Another difficulty with this measure is that it relates not only to personal experience of events that are typically seen as stressful, but also to the exposure of family or friends to such experiences. While difficulties faced by other people can be personally stressful, it would have been useful to be able to identify whether the experience applied to the respondent, a close family member or friend). It would also have been useful to identify the stressfulness of such events for the respondents. For instance, it appears that, compared with men, women tend to be more emotionally involved in the lives of those around them, more reactive to the moods and experiences of other family members and close friends, and more prone to mention interpersonal difficulties, including family-related concerns, in response to questions about the problems in their lives (see Cross & Madson 1997; Larson & Richards 1994; Thoits 1995). Under these circumstances, the questions about disruptive events experienced by close family and friends may tend to have a greater impact on women than men. It may also have a greater impact on some cultures than others.
It would have been extremely useful to compare the experiences of Indigenous respondents regarding the events listed with those of the non-Indigenous population. As is discussed in chapter 4 of this volume, the GSS is designed to be comparable to parts of the 2002 NATSISS. Unfortunately, while the GSS asks about stressors, the questions in the latter survey focus on stressors experienced by respondents or ‘anyone else’ close to him or her rather than ‘close family member or friend’ as is asked in the 2002 NATSISS. This difference may contribute to any systematic variation in reporting that may appear. Nevertheless, it will be possible to compare differences in reports within the Indigenous population—for example, men versus women, those with lower versus higher educational attainment, and, where the stressful events described are identical in the two questionnaires, those in remote versus non-remote areas.
Respondents were asked about the existence of a series of neighbourhood problems, mainly covering property theft or damage, assault/violence, and neighbourhood conflict. [4] These measures refer to respondents’ perceptions and should not be interpreted as objective measures of problems in the neighbourhood. They are relevant to a personal sense of safety and security and views about the safety of family members and others living in the locality—issues that are clearly important aspects of individual, family and community wellbeing.

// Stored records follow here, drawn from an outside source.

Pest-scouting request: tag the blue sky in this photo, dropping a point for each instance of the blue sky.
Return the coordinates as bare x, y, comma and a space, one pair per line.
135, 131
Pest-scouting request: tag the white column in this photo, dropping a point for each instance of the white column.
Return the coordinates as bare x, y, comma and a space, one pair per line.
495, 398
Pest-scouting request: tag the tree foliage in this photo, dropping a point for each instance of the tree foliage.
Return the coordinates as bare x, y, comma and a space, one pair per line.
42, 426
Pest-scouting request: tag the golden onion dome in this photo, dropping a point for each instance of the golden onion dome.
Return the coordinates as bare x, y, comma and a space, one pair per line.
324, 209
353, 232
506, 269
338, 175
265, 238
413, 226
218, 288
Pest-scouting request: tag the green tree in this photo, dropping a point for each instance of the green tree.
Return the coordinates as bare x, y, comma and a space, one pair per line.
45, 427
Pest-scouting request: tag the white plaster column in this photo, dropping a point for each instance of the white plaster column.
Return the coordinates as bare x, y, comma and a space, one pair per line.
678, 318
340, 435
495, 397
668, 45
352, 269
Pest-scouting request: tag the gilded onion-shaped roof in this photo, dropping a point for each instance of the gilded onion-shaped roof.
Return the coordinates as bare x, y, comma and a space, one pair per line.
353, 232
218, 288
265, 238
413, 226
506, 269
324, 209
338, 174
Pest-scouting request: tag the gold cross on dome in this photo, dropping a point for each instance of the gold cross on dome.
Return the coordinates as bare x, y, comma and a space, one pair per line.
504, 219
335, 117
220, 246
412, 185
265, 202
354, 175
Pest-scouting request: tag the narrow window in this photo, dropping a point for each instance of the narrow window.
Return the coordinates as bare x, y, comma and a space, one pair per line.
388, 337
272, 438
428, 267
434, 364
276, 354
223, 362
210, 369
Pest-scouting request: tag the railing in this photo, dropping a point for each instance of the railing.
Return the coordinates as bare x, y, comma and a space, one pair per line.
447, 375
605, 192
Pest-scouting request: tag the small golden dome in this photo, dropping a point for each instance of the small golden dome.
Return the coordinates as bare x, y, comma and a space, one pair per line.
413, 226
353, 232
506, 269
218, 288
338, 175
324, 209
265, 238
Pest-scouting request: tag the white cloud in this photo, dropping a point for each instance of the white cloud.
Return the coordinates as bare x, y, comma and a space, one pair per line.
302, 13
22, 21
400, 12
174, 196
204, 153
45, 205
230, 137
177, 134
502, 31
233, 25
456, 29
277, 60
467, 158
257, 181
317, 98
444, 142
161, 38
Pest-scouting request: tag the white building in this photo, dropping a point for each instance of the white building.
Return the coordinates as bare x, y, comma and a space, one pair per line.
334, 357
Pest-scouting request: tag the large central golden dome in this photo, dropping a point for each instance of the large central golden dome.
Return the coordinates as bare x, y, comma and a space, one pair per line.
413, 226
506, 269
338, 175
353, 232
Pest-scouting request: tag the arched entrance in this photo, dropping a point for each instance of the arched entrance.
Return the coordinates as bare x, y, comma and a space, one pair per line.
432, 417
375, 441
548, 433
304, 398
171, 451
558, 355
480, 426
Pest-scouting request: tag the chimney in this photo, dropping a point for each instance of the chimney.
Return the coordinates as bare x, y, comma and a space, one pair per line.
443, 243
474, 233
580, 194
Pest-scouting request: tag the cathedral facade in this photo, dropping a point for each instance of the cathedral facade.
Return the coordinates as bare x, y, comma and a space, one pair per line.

It would be also useful to include perceptions of neighbourhood wellbeing (as well as ill-being), for example, beliefs about the extent to which people in the neighbourhood are trustworthy, vigilant about each other’s wellbeing and property, and generally willing to help each other out.
Voluntary work represents an important indicator of engagement with society as well as a contribution to community life. It is worth noting, however, that the question focuses on work with organisations and does not capture more informal activities, such as helping an elderly neighbour or friend.
The question taps the type of organisations and number of different organisations to which respondents contribute on a voluntary basis. It should be noted that some respondents may contribute a great deal of time to one organisation or to several organisations of the same type (e.g. welfare/community), while others may contribute time to several organisations. Caution needs to be taken that those who work voluntarily for several organisations are not seen as spending more time in voluntary activities than those whose activities target one or more organisations of the same type.
These two issues outlined above point to the fact that the breadth and amount of voluntary community work are not tapped in this questionnaire.